TSV zen comes down to wafer processing balance

July 26, 2011 — 3D semiconductor packaging processes involve various groups, and standards are important in the hand-offs between them, explains Mark Berry, sales director at Metryx. He covers how to use metrology to protect wafer yields in 3D packaging.



Berry spoke to ElectroIQ in a podcast interview at SEMICON West 2011 this month in San Francisco, CA.

"People who are receiving wafers need something they can benchmark," said Berry. Towards the end of the through silicon via (TSV) process, "if you take too much silicon off the wafer, you going to take the dies with it…and if you take too much silicon off the wafer, you’ll expose the circuitry." Metrology has to play a role in controlling wafer processing to achieve yields that make 3D ICs cost-competitive, he said.  

Another concern with 3D semiconductors is that the end user already has placed a lot of value in the wafers by the time TSVs are formed, noted Berry.
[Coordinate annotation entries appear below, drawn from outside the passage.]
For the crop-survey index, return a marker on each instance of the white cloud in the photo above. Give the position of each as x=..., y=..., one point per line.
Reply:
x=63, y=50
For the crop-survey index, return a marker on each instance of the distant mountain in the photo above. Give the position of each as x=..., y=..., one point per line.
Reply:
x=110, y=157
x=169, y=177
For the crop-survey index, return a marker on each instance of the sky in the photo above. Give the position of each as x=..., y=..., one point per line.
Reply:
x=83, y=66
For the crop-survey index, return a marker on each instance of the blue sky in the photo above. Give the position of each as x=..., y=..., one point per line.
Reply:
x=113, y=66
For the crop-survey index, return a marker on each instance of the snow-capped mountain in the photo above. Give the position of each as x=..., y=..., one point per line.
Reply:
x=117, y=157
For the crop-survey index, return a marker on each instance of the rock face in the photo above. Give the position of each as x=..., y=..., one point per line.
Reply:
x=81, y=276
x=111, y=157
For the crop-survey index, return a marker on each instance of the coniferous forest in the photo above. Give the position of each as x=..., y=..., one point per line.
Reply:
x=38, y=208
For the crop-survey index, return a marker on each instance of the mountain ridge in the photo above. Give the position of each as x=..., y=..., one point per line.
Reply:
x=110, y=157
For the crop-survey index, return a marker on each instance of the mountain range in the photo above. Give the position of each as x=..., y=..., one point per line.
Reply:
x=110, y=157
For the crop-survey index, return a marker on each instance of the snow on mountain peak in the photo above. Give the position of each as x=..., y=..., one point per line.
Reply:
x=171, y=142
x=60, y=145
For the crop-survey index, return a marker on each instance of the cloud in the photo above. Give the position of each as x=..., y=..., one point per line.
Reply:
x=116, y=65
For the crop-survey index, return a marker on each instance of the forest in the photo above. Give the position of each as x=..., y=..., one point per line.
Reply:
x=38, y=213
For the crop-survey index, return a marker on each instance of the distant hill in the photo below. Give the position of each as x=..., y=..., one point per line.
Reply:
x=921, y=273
Because the transistors have already been made, if the relatively simple and inexpensive 3D packaging process fails, then end users are writing off a lot of product. "But you don’t want to spend a lot of money in putting the metrology into place to get it right," so the key thing is "a balance between managing the process, understanding how the process flows, measuring at the right points so you know where the failure events will be so you can select them and control them, but not overdoing the metrology," Berry concludes.